Here's the thing I don't like about the government looking into my private affairs.
Many years ago, when I went into the Army, I needed a Top Secret Crypto clearance to be able to do my job. In order to get that, I had to have a background investigation. Before that happened, I had to acknowledge that I knew that was a condition of my being able to get the clearance and be trained in the specialty I had chosen, and sign off on paperwork giving my consent for the BI.
Some months later, while I was home on leave, I had people I had known for years - schoolteachers, classmates, even relatives - ask me what kind of trouble I was in. When I asked what they were talking about, they mentioned visits by men with FBI badges, asking questions about me. When asked why they were asking about me, they wouldn't say why, which led folks to believe I might be in some sort of trouble.
Flash forward to now. I have a job in the transportation industry, where I have to have access to government facilities from time to time; specifically, to the local Marine Terminal, where military equipment and weapons are gathered, stored and shipped overseas. It is none of the government's business what overseas calls I make, or what web sites I visit, or what books I buy or check out at the library, or what my interests run to aside from my job.
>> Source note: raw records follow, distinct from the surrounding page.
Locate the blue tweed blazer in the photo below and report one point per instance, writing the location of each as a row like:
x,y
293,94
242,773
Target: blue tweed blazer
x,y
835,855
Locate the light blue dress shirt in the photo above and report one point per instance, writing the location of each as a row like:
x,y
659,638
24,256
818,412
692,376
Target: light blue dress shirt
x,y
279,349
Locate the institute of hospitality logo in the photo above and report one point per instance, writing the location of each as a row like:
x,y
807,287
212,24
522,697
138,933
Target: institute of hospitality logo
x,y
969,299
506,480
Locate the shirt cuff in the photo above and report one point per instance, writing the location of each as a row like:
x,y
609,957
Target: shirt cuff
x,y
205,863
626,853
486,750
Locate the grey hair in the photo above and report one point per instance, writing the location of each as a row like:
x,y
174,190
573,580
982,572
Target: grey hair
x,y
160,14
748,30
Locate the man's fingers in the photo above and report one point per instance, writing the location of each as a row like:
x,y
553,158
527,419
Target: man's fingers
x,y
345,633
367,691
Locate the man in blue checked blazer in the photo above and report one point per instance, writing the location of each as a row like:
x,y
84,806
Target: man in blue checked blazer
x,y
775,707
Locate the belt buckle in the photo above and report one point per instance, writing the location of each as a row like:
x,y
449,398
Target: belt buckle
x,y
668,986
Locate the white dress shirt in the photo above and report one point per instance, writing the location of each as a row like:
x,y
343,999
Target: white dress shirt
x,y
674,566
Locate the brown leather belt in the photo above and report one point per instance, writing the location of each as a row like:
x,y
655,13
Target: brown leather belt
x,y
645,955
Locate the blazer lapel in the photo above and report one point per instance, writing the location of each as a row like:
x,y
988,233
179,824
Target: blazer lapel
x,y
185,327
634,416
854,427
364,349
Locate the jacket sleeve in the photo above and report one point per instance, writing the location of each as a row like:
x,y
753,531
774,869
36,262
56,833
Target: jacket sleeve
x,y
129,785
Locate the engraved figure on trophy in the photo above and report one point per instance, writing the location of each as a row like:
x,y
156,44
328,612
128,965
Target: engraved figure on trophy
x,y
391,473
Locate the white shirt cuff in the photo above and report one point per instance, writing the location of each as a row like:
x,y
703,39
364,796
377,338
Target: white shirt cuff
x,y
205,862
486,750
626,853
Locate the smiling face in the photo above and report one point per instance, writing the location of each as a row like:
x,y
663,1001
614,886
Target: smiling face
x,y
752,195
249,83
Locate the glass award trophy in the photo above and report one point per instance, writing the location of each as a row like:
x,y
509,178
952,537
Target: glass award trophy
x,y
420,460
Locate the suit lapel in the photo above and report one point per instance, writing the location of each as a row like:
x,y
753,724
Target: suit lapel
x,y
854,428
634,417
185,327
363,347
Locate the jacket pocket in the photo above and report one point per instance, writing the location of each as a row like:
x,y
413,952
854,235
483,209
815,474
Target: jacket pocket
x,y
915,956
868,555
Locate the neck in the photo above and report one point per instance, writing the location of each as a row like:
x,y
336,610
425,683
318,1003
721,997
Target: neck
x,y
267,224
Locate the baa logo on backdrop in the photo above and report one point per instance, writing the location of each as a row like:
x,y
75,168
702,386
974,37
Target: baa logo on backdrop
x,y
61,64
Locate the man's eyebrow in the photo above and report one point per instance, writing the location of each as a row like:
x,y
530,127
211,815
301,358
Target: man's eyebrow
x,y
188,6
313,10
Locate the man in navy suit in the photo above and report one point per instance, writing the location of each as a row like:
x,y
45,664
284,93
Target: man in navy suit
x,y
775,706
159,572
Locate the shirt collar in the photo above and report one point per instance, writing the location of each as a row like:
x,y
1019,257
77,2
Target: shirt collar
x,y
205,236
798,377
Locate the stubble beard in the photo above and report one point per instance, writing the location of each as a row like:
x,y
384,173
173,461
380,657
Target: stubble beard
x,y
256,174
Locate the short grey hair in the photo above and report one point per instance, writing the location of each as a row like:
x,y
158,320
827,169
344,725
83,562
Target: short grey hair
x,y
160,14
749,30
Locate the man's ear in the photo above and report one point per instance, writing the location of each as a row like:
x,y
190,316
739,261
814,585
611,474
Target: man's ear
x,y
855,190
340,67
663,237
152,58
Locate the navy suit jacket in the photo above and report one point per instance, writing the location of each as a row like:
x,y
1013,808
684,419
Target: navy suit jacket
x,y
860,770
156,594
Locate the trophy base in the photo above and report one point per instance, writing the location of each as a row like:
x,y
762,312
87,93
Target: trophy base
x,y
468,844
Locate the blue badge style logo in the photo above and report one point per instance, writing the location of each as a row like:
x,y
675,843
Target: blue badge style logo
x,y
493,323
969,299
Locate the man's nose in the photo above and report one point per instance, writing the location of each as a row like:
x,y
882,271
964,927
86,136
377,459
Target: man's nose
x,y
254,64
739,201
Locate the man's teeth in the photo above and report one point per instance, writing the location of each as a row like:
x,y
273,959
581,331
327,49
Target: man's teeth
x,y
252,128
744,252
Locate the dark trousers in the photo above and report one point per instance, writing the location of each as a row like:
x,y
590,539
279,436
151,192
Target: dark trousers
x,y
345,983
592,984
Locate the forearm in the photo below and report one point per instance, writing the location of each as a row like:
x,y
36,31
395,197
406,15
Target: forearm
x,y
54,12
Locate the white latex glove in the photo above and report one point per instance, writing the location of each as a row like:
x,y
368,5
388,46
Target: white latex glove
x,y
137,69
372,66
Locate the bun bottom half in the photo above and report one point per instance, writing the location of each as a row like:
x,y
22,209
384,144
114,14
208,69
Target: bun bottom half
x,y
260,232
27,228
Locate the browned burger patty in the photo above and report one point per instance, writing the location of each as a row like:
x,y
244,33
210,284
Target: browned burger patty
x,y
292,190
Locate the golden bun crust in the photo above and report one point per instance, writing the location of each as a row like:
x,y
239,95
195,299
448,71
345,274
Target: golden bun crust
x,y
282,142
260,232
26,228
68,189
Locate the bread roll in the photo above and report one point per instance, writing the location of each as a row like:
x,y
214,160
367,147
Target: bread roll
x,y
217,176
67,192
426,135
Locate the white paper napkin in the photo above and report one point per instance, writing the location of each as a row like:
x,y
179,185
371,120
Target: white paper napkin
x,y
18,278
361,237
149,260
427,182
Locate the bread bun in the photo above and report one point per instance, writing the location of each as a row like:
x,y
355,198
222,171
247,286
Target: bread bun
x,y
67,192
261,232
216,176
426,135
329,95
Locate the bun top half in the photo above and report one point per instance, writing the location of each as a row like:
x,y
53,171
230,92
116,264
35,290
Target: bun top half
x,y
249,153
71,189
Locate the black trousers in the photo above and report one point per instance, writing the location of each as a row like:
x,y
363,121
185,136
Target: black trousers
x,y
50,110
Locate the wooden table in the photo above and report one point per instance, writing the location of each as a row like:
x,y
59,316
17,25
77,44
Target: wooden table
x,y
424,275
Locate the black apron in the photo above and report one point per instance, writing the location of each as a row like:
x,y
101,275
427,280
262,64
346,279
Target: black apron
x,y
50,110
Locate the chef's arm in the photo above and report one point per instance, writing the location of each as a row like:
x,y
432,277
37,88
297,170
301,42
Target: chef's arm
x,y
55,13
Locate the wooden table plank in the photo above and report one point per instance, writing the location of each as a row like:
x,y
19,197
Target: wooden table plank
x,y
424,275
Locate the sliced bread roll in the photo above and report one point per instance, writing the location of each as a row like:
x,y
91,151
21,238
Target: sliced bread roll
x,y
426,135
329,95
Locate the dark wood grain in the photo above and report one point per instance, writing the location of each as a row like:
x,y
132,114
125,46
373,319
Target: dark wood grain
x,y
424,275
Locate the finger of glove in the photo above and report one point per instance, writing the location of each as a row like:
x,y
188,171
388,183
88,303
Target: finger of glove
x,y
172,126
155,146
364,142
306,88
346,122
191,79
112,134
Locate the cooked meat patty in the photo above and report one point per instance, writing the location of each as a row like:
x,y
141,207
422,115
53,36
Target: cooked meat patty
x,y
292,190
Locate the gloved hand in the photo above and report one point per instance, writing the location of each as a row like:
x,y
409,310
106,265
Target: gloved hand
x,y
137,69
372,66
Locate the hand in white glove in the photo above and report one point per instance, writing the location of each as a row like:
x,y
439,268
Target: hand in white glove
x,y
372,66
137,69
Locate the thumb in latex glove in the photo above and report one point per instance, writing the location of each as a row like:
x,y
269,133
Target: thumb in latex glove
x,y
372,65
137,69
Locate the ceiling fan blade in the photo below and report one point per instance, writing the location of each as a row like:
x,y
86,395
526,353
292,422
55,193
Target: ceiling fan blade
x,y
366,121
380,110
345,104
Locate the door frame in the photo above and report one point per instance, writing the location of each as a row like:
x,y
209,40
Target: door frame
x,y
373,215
But what do you think my boss would do if some FBI agent showed up at my job, asking questions about me and refusing to say why, based on information the government gathered illegally about my phone contacts, reading habits, and web browsing habits?
That's why they are supposed to get a warrant. They are supposed to have to go to a judge and show just cause why they should be able to invade my privacy and gather that information. They are supposed to have a compelling reason why that should be allowed, some proof that there is some sort of activity going on that they need to investigate - not just some guy who has friends overseas, in the Middle East, from his travels there over the years; not just some guy who has always had an interest in the subjects I mentioned earlier, and checks out books in the library or buys books or visits web sites to pursue his interest in those subjects.